George felt suddenly sick. He ran to the cowshed and kicked open the door.
Herbert was not yet dead. He was hanging by his legs from a beam, and blood was dripping from the thinnest of cuts in his neck into a bucket on the floor, now three quarters full. His eyes were milky, pale and sightless. Otherwise, the cowshed was empty.
Beginning to whimper, George ran back to the farmhouse and found Dorothy in her office, tapping away at a computer keyboard.
‘Hello, darling,’ she said. ‘Home already?’
When George didn’t answer, she said: ‘I’m sorry about your little friend, darling, but he was really the leanest and best-looking of the bunch. It had to be him.’
She swung around in her chair, looked at him, sighed, and left the room. A minute or two later she came back, carrying a shotgun.
‘For God’s sake,’ she said, handing him the gun. ‘Finish him off if you want to. He won’t taste as good, but who cares? Anything to spare your feelings.’
George took the gun and left. Dorothy went back to her keyboard, and listened out for the shot. In fact there were two, a few seconds apart.
‘Idiot,’ she muttered. ‘He can’t even hit a calf from three feet away.’
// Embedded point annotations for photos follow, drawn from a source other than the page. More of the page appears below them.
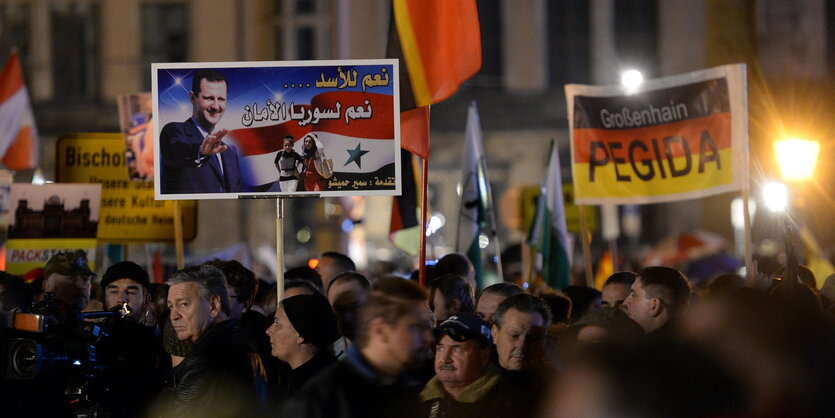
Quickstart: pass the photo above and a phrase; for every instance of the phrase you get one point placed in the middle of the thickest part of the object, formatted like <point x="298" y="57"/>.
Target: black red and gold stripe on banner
<point x="661" y="142"/>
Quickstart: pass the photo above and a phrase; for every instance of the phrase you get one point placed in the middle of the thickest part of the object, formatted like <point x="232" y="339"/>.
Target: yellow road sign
<point x="129" y="212"/>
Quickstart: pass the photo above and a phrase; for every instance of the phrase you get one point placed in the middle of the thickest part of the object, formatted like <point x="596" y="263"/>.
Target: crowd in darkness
<point x="215" y="341"/>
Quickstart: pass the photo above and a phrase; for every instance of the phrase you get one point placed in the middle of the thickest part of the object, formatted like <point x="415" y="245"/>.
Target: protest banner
<point x="54" y="210"/>
<point x="45" y="219"/>
<point x="24" y="255"/>
<point x="679" y="137"/>
<point x="342" y="118"/>
<point x="129" y="212"/>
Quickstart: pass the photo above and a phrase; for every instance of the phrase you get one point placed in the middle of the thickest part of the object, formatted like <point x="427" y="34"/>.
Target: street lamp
<point x="796" y="158"/>
<point x="776" y="196"/>
<point x="631" y="80"/>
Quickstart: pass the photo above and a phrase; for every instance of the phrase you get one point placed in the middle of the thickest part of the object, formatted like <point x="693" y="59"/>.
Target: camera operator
<point x="38" y="381"/>
<point x="68" y="277"/>
<point x="135" y="362"/>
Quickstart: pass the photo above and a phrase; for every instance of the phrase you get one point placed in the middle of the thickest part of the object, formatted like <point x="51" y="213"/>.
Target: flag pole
<point x="424" y="187"/>
<point x="178" y="234"/>
<point x="279" y="249"/>
<point x="746" y="233"/>
<point x="584" y="233"/>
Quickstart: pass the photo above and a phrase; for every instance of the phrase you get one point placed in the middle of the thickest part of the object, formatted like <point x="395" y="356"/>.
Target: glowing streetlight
<point x="776" y="196"/>
<point x="796" y="158"/>
<point x="631" y="80"/>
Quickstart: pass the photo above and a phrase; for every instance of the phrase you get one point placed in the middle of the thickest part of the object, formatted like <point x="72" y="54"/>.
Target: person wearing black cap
<point x="137" y="365"/>
<point x="127" y="282"/>
<point x="304" y="327"/>
<point x="465" y="382"/>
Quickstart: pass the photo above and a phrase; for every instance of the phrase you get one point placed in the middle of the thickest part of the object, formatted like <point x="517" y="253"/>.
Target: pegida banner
<point x="676" y="138"/>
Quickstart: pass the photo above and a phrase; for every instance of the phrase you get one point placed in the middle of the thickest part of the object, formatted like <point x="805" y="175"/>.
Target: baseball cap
<point x="68" y="263"/>
<point x="465" y="326"/>
<point x="125" y="270"/>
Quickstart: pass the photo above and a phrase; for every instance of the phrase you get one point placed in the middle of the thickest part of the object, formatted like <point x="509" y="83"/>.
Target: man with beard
<point x="316" y="167"/>
<point x="67" y="277"/>
<point x="465" y="383"/>
<point x="194" y="157"/>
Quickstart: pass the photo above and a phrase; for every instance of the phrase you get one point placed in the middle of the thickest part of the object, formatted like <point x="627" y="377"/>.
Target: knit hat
<point x="465" y="326"/>
<point x="125" y="270"/>
<point x="313" y="318"/>
<point x="68" y="263"/>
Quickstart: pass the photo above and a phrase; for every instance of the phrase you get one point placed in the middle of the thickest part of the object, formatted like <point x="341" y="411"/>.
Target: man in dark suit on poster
<point x="194" y="157"/>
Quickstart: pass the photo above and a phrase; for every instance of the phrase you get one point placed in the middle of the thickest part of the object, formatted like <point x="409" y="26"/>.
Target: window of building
<point x="636" y="35"/>
<point x="302" y="29"/>
<point x="167" y="41"/>
<point x="75" y="50"/>
<point x="489" y="17"/>
<point x="14" y="33"/>
<point x="569" y="59"/>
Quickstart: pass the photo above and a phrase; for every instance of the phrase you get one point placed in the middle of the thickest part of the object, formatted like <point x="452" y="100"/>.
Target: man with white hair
<point x="217" y="378"/>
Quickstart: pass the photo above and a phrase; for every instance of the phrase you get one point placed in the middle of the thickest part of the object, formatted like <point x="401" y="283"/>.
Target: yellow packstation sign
<point x="129" y="212"/>
<point x="24" y="254"/>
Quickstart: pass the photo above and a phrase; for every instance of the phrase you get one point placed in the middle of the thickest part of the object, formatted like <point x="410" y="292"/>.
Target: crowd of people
<point x="215" y="341"/>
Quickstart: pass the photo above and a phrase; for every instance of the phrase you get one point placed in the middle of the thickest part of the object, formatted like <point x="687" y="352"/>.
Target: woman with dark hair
<point x="316" y="168"/>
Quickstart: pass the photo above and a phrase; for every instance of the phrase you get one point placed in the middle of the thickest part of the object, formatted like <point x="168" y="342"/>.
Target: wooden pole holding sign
<point x="585" y="236"/>
<point x="424" y="187"/>
<point x="279" y="250"/>
<point x="178" y="234"/>
<point x="746" y="233"/>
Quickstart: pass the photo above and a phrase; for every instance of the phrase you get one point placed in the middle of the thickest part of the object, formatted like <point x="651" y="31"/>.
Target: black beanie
<point x="313" y="318"/>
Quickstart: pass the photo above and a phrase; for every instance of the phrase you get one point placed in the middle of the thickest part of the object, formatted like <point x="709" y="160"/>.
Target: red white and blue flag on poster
<point x="343" y="118"/>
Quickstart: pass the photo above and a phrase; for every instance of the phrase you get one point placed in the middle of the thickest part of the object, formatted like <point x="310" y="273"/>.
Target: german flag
<point x="440" y="44"/>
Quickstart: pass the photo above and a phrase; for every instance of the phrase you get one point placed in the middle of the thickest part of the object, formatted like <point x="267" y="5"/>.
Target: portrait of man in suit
<point x="194" y="157"/>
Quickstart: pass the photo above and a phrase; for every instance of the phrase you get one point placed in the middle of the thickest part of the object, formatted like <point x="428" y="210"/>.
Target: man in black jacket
<point x="372" y="379"/>
<point x="218" y="377"/>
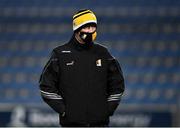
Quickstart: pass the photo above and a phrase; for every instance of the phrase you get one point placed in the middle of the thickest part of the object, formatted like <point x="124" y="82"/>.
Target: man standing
<point x="82" y="81"/>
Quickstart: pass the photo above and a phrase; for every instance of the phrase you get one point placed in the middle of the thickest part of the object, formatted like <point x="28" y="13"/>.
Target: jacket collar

She was never able to establish, with absolute certainty, which of her farmworkers fed the story to the News of the World. She ended up sacking a troublesome middle-aged labourer called Harold, but that was very much by way of killing two birds with one stone, because his lungs were giving out from inhaling too much crop spray and he wasn’t much use to her any more. It was unlikely to have been him, on the whole. In any case it was only a small story, tucked away on page nine: a few lurid, joky paragraphs under the headline KINKY FARMER IN CALF-LOVE SUICIDE PACT. Her PR people assured her that no one would take it very seriously, and indeed the whole incident was all but forgotten after a few months.